Counter to all the arguments lies the knowledge that I will live with regret. The bigger question is wondering whether I want to live with this regret for the remainder of my life. I think that most people live with regrets over the choices that they've made or reactions to situations. I am now trying to come to terms with the idea of regret. I simply hold on to this regret for the time being. Hopefully with continuing wisdom and time, regret will begin to fade and really become nothing more than the faint memory of a wish once made long ago.

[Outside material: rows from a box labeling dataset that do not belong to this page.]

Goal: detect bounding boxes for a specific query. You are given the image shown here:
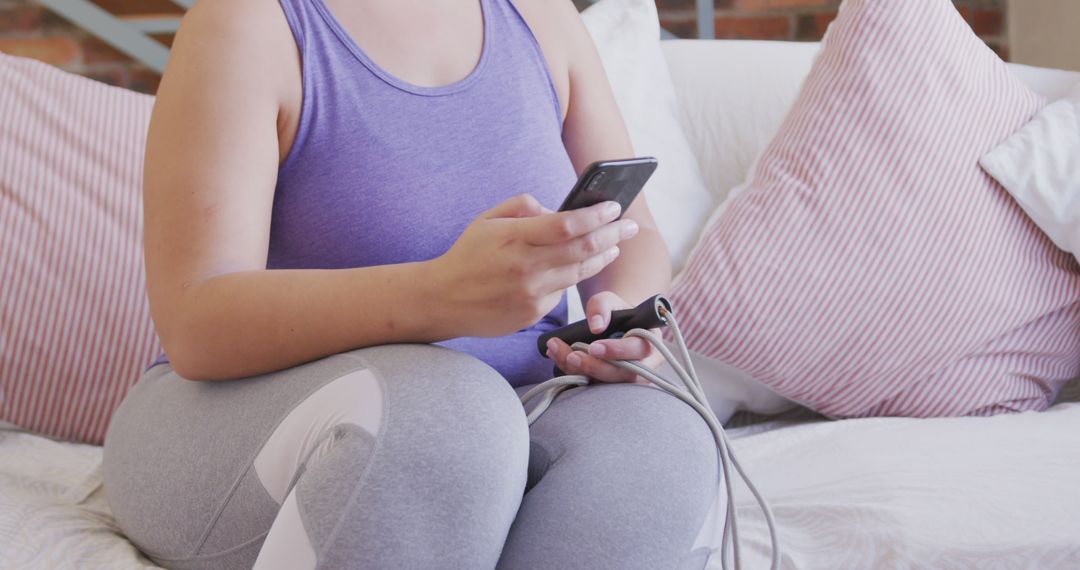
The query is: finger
[480,194,546,219]
[541,219,638,266]
[518,201,622,245]
[585,291,630,333]
[548,338,572,371]
[589,337,654,361]
[563,351,637,382]
[541,246,620,290]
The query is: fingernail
[589,315,604,333]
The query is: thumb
[585,291,625,334]
[480,194,544,219]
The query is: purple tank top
[244,0,576,385]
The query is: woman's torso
[267,0,575,385]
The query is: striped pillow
[672,0,1080,417]
[0,54,159,443]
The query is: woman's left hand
[548,291,663,384]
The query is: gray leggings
[104,344,723,570]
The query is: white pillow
[581,0,717,273]
[980,79,1080,259]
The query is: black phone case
[558,157,658,217]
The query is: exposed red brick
[660,17,698,39]
[124,66,161,95]
[795,12,836,41]
[716,16,792,40]
[0,36,80,66]
[968,10,1004,36]
[93,0,184,16]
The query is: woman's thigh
[105,344,528,568]
[499,383,726,569]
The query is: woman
[105,0,717,569]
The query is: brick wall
[0,0,170,94]
[657,0,1009,58]
[0,0,1009,94]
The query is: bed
[0,382,1080,570]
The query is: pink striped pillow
[672,0,1080,417]
[0,54,159,443]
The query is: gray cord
[522,309,780,570]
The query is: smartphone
[558,157,657,217]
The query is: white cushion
[581,0,718,273]
[661,40,1080,201]
[981,84,1080,258]
[663,40,820,204]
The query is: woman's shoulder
[508,0,592,121]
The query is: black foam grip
[537,295,672,356]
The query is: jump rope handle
[537,295,672,356]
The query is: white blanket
[0,403,1080,570]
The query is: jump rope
[522,295,780,570]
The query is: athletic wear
[104,344,724,570]
[158,0,576,385]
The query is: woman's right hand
[430,194,637,337]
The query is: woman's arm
[144,0,622,380]
[524,1,672,380]
[144,0,445,379]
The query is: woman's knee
[349,344,529,487]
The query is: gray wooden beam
[38,0,168,73]
[698,0,716,40]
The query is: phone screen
[558,157,658,213]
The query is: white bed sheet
[0,395,1080,570]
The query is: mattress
[0,385,1080,570]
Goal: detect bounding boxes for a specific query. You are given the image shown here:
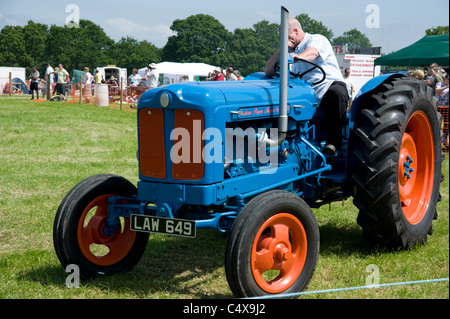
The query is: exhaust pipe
[262,6,289,147]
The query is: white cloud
[103,18,173,47]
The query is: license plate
[130,214,195,238]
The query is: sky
[0,0,449,53]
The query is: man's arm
[265,49,280,76]
[291,46,320,61]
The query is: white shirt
[84,72,93,84]
[45,66,54,84]
[147,70,159,89]
[128,74,141,85]
[291,33,350,103]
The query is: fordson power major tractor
[53,8,442,297]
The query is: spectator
[30,66,39,100]
[105,76,119,95]
[234,70,244,81]
[146,63,159,89]
[94,70,103,84]
[226,66,237,81]
[265,18,350,155]
[44,63,54,94]
[413,70,425,81]
[212,67,225,81]
[425,63,442,89]
[435,73,449,107]
[50,63,69,101]
[83,67,93,103]
[128,68,142,86]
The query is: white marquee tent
[138,62,215,85]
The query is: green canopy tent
[375,34,449,66]
[70,69,86,85]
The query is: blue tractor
[53,8,442,297]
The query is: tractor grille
[139,109,166,178]
[139,109,204,180]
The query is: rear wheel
[225,191,320,297]
[352,78,442,248]
[53,175,149,278]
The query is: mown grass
[0,96,449,299]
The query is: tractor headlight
[159,93,170,107]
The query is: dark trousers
[320,81,349,150]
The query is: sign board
[336,54,380,98]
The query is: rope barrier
[244,278,449,299]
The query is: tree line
[0,14,442,75]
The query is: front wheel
[225,191,320,297]
[53,174,149,278]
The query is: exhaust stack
[263,6,289,147]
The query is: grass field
[0,96,449,299]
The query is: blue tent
[12,78,31,94]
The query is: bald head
[288,18,305,50]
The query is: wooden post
[120,77,123,111]
[78,75,83,104]
[45,74,52,101]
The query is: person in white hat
[146,63,159,89]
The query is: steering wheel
[274,58,327,85]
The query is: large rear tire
[352,78,442,248]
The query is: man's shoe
[322,144,336,156]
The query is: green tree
[333,29,372,49]
[295,13,334,42]
[46,20,114,70]
[425,25,448,35]
[228,20,280,75]
[108,36,161,74]
[162,14,232,65]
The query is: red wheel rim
[251,213,307,293]
[77,194,136,266]
[398,111,434,225]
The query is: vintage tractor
[53,8,442,297]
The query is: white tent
[138,62,215,85]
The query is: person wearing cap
[146,63,159,89]
[213,67,225,81]
[44,63,55,94]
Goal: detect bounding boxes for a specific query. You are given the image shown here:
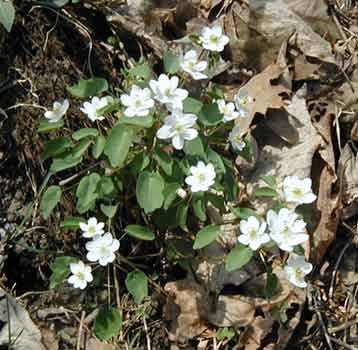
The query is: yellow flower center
[88,226,96,234]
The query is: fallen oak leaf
[227,63,290,133]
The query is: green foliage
[50,256,77,289]
[163,51,180,74]
[60,216,86,228]
[37,119,65,134]
[254,187,278,197]
[67,78,108,98]
[198,103,223,126]
[40,186,62,220]
[92,135,106,159]
[226,244,253,272]
[50,154,82,173]
[125,270,148,304]
[230,207,257,220]
[193,225,221,249]
[41,137,73,160]
[126,225,155,241]
[72,128,98,141]
[93,306,122,340]
[136,171,165,213]
[100,204,118,219]
[0,0,15,33]
[76,173,101,214]
[104,124,134,167]
[265,272,278,299]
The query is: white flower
[45,99,70,123]
[185,161,216,192]
[80,218,104,238]
[266,208,309,252]
[283,176,317,204]
[67,261,93,289]
[238,216,270,250]
[81,96,112,122]
[157,109,198,149]
[200,26,229,52]
[216,100,240,122]
[121,85,154,117]
[149,74,189,109]
[86,232,119,266]
[284,255,313,288]
[229,126,246,151]
[180,50,208,80]
[234,89,253,118]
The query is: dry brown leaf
[164,279,210,342]
[0,290,45,350]
[208,295,256,329]
[240,316,274,350]
[338,143,358,213]
[225,0,336,69]
[227,63,289,133]
[86,338,114,350]
[41,328,59,350]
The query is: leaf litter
[2,0,358,350]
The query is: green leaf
[67,78,108,98]
[183,97,203,114]
[153,147,173,176]
[37,118,65,134]
[0,0,15,33]
[230,207,258,220]
[206,147,226,174]
[92,135,106,159]
[193,225,221,249]
[126,225,155,241]
[136,171,165,214]
[72,128,98,141]
[163,51,180,74]
[100,204,118,219]
[41,137,72,160]
[50,154,82,173]
[125,270,148,304]
[254,187,278,197]
[104,124,134,167]
[93,306,122,340]
[40,186,62,220]
[129,62,152,80]
[129,152,150,174]
[50,256,77,289]
[226,244,254,272]
[76,173,101,214]
[175,203,189,231]
[118,115,154,129]
[193,198,206,221]
[98,176,115,198]
[261,176,277,189]
[60,216,86,228]
[163,183,181,210]
[184,136,206,158]
[265,272,278,299]
[71,138,92,158]
[41,0,70,8]
[198,103,223,126]
[293,245,306,255]
[223,167,239,202]
[216,327,236,341]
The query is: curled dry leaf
[0,290,45,350]
[227,63,289,133]
[164,279,209,342]
[225,0,338,69]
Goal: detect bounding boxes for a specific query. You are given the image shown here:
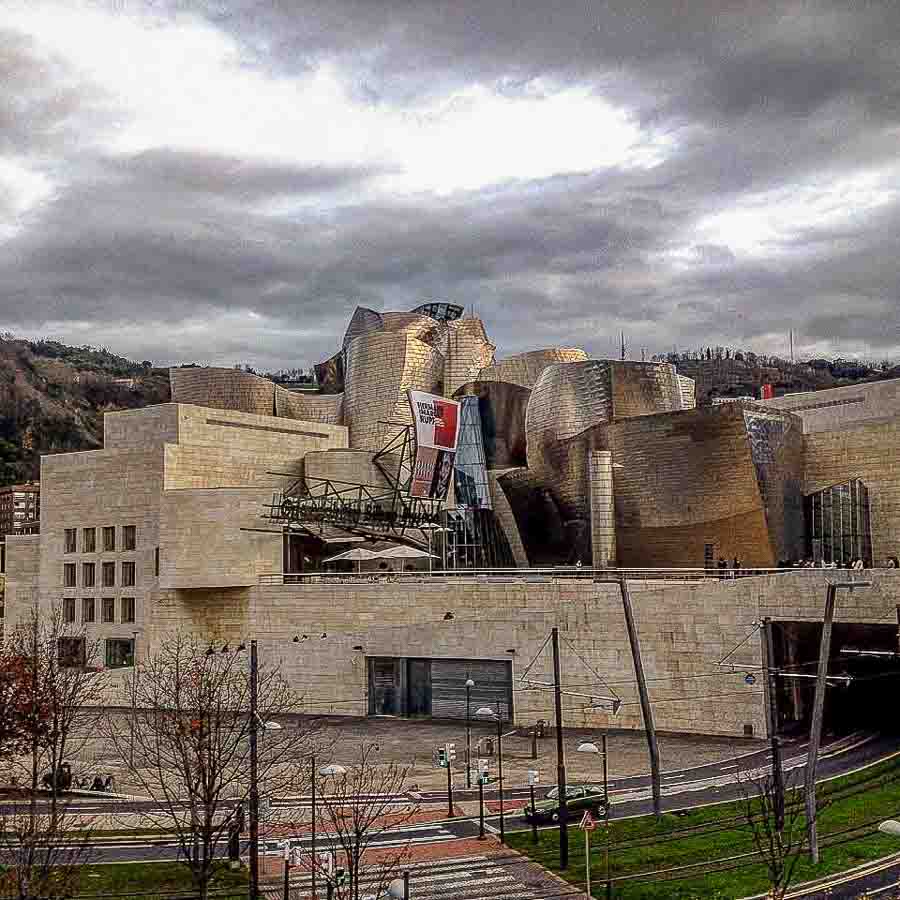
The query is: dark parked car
[525,784,605,822]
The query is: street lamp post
[466,675,475,788]
[577,731,612,900]
[128,631,138,770]
[320,763,348,900]
[475,703,506,844]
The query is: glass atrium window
[805,478,872,566]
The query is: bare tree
[738,771,807,900]
[0,608,105,900]
[105,632,317,898]
[301,743,419,900]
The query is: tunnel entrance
[772,622,900,736]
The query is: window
[106,638,134,669]
[56,640,86,669]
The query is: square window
[106,638,134,669]
[56,638,86,669]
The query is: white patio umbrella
[322,547,381,572]
[375,544,437,559]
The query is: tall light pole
[475,703,506,844]
[578,731,612,900]
[250,639,259,900]
[466,673,475,788]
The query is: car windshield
[547,787,584,800]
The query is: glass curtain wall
[806,478,872,566]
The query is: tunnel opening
[772,621,900,737]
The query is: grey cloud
[0,0,900,366]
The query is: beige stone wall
[478,347,588,388]
[763,378,900,434]
[0,534,41,634]
[608,404,777,566]
[803,420,900,561]
[39,446,165,656]
[488,469,528,569]
[159,488,282,590]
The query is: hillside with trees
[653,347,900,406]
[0,334,170,484]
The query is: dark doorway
[406,659,431,717]
[772,622,900,735]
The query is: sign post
[528,769,541,843]
[578,810,597,897]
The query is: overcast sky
[0,0,900,368]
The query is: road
[15,735,900,872]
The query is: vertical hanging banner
[407,391,459,500]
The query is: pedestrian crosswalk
[265,856,558,900]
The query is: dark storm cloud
[0,0,900,366]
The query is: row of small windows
[57,637,134,669]
[64,525,137,553]
[63,561,135,587]
[63,597,135,625]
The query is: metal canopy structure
[263,422,444,547]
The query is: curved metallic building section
[608,402,802,567]
[454,381,531,469]
[476,347,588,388]
[444,316,497,397]
[344,331,444,450]
[169,366,275,416]
[275,384,344,425]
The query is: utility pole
[806,581,872,863]
[762,616,784,832]
[619,578,662,818]
[250,640,259,900]
[806,584,837,864]
[552,626,569,864]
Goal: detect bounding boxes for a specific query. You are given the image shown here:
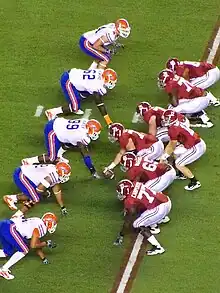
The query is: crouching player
[3,162,71,215]
[121,152,176,192]
[0,213,57,280]
[114,179,171,255]
[22,118,102,178]
[45,68,117,125]
[161,110,206,191]
[79,18,131,69]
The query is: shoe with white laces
[146,246,165,255]
[3,195,18,211]
[0,268,15,280]
[149,224,160,235]
[158,216,170,224]
[45,109,57,121]
[74,109,84,115]
[184,181,201,191]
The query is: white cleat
[184,181,201,191]
[146,246,165,255]
[3,195,18,211]
[58,156,69,164]
[149,224,160,235]
[45,109,57,121]
[73,109,84,115]
[0,268,15,280]
[158,216,170,224]
[21,158,33,165]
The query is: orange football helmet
[41,212,57,234]
[56,162,71,183]
[102,68,118,90]
[115,18,131,38]
[86,119,102,140]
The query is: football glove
[46,240,57,248]
[114,235,124,246]
[102,167,115,179]
[42,257,50,265]
[92,172,101,179]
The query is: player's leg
[145,166,176,192]
[190,67,220,89]
[79,37,110,69]
[173,98,213,128]
[174,140,206,191]
[133,201,171,255]
[156,127,170,142]
[0,220,29,280]
[137,140,164,161]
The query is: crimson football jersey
[119,129,158,152]
[127,157,169,183]
[124,182,168,212]
[165,75,205,100]
[176,61,215,79]
[168,122,201,149]
[143,107,186,127]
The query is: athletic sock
[147,235,161,247]
[0,249,7,257]
[2,251,25,271]
[89,61,98,70]
[189,176,198,184]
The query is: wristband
[161,153,170,161]
[107,162,116,170]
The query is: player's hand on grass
[60,207,68,216]
[114,235,124,246]
[46,240,57,248]
[42,257,50,265]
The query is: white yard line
[34,105,44,117]
[116,233,144,293]
[82,109,92,119]
[207,27,220,63]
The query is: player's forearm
[53,190,64,208]
[108,153,123,170]
[95,95,112,125]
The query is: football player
[158,69,220,128]
[166,58,220,89]
[45,68,117,125]
[3,162,71,215]
[120,152,176,192]
[0,213,57,280]
[103,123,164,179]
[22,118,102,178]
[114,179,171,255]
[79,18,131,69]
[161,110,206,191]
[136,102,190,142]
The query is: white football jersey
[53,118,91,146]
[21,164,60,187]
[83,23,119,46]
[69,68,107,96]
[11,217,47,239]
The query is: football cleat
[146,246,165,255]
[45,109,57,121]
[73,109,84,115]
[149,224,160,235]
[158,216,170,224]
[0,268,15,280]
[184,181,201,191]
[3,195,18,211]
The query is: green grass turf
[0,0,220,293]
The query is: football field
[0,0,220,293]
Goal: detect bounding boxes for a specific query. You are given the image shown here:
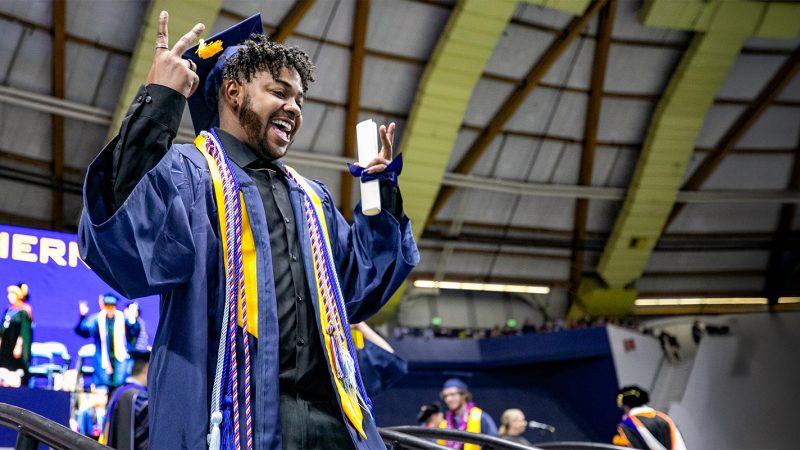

This pretty green MMC (Matcha Mochi Cake) was made with the thoughts of future and coming to peace with my decisions. This is my second attempt at the recipe. Although I thought the first one was pretty good, I wanted to make sure that I could make the matcha flavor sing in the cake. The color and flavor is very much like green tea ice cream, or green tea frappucino.
One warning - I think the matcha powder has some caffeine properties, because after I ate too many pieces of this, I could not sleep that night.
Matcha Mochi Cake (Green Tea Mochi Cake)
adapted from Gourmet Magazine | May 2005
Makes one 9X13 pan, or 24 squares
1 lb box of mochiko flour (3 cups equivalent)
2 1/2 cups of sugar
2 teaspoons of baking powder
4 teaspoons of matcha powder
1/4 teaspoon salt
1 14 oz cans of coconut milk - not lowfat
1 12 oz can evaporated milk
5 large eggs
1 stick of butter (1/2 cup of butter) melted and slightly cooled
Preheat oven to 350. Grease a 9X13 baking pan.
In a large mixing bowl, whisk together mochiko flour, sugar, baking powder, matcha powder and salt.
(lego is there to show you the pretty green color)
In a separate bowl or large measuring cup (4 cup capacity), beat eggs, then add coconut milk,evaporated milk and melted butter.
Carefully pour the wet ingredients over the mochiko flour mixture and whisk until mixture is smooth and uniform in texture.
Pour batter into greased 9X13 pan. Carefully smooth out the top.
Bake for 90 minutes, until top is golden brown and the cake begins to pull away from the sides of the pan.
Allow cake to cool for about 30 minutes on a rack, and then carefully flip it out and cut into 24 squares, or the size of your choice. Can store mochi cake for three days, covered.
The matcha powder I bought- I paid $7.99 at the local Chinese market. (I did go to two different ones to source it.)